Zhao Changpeng, the chief executive of Binance, the largest global cryptocurrency exchange, stepped down and pleaded guilty to violating criminal U.S. anti-money-laundering requirements, in a deal that may preserve the company’s ability to continue operating, according to court documents.
Zhao pleaded guilty in a sweeping deal with the US Department of Justice, which will allow the company to continue to operate, but see Zhao step down as CEO. Binance will also pay a $4.3 billion fine.
As well as leaving his role as CEO, Zhao will also pay a $50 million fine as part of the settlement. By pleading guilty in a Seattle court today, he also faces a maximum sentence of 10 years in prison.
In court documents, Binance was charged with money laundering violations, US sanctions violations, and conspiracy to conduct an unlicensed money transmitting business. Binance admitted that it had failed to prevent and report suspicious transactions made by terrorist organizations, including Hamas’ Al-Qassam Brigades, the Islamic State, and Al Qaeda.
“Binance became the world’s largest cryptocurrency exchange in part because of the crimes it committed—now it is paying one of the largest corporate penalties in US history,” said US Attorney General Merrick Garland.

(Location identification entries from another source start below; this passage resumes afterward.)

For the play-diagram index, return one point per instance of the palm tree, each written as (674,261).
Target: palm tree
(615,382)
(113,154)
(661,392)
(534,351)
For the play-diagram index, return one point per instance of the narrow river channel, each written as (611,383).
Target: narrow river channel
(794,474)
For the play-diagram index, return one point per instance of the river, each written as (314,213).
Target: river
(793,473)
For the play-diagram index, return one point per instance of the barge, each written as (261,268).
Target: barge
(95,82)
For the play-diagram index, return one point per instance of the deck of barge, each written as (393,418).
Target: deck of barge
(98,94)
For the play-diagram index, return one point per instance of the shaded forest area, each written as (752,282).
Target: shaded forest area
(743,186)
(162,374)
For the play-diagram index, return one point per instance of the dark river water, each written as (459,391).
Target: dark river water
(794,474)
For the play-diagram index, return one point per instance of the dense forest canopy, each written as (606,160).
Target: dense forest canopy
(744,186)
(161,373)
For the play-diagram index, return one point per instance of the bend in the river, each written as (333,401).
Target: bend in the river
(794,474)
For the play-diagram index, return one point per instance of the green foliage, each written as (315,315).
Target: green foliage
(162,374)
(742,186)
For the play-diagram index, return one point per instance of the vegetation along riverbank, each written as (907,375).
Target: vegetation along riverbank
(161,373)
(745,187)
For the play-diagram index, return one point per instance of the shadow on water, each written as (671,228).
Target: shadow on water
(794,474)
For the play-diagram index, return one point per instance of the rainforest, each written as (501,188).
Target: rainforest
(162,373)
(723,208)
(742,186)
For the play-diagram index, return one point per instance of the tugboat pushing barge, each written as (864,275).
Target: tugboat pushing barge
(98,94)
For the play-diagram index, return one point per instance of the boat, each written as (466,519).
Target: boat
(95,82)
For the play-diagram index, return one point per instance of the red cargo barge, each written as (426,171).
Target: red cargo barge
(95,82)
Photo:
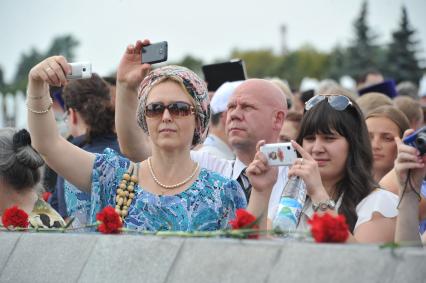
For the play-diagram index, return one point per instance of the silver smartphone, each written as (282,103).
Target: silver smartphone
(154,53)
(279,154)
(80,70)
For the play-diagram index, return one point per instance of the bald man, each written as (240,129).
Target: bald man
(256,111)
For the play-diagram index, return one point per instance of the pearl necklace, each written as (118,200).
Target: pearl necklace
(171,186)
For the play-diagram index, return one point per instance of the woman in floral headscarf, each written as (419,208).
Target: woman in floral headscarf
(167,191)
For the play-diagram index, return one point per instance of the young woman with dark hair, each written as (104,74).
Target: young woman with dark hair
(336,167)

The court filing states that Binance allowed transactions worth more than $890 million involving customers in Iran, a country against which the US has imposed strict financial sanctions. Binance also allowed transactions between US users and counterparts in other sanctioned jurisdictions, including Cuba, Syria and illegally occupied regions of Ukraine, the indictment says.
Binance turned a blind eye to its legal obligations in the pursuit of profit. Its willful failures allowed money to flow to terrorists, cybercriminals, and child abusers through its platform,” said US Secretary of the Treasury Janet Yellen. “Today’s historic penalties and monitorship to ensure compliance with U.S. law and regulations mark a milestone for the virtual currency industry.”
Zhao also “prioritized Binance’s growth and profits over compliance with US law,” the indictment alleges. He acknowledged the company operated in what he described “grey zone,” but instructed staff that it was “better to ask for forgiveness than permission,” the indictment states.
Richard Teng, currently head of regional markets at Binance, will take over as CEO. Teng was the CEO of Abu Dhabi Global Market, a financial regulator in the UAE. Teng is said to be a popular choice among Binance staff, according to sources.
“Binance is no longer a baby. It is time for me to let it walk and run. I know Binance will continue to grow and excel with the deep bench it has,” Zhao said in a post on Xannouncing Teng’s appointment as CEO.
In the last year, Zhao had taken to responding to negative headlines on X, formerly Twitter, by posting “4”—a symbol he adopted to dismiss allegations made against the company as baseless FUD (shorthand for fear, uncertainty and doubt). But the DOJ investigation into Binance was an open secret in crypto circles, and Binance insiders say that staff have been anxiously waiting for charges to drop, amid a “general sense of doom.”
Binance is by far the largest cryptocurrency exchange in the world by transaction volume, with around 40 percent of global market share, and is a major part of the infrastructure underpinning the crypto business.
The company also faces two civil lawsuits in the US, brought by the Commodities and Futures Trading Commission (CFTC) and Securities and Exchange Commission (SEC), alleging, among other things, commingling of customer assets, anti-money-laundering violations, and artificially inflating trading volumes.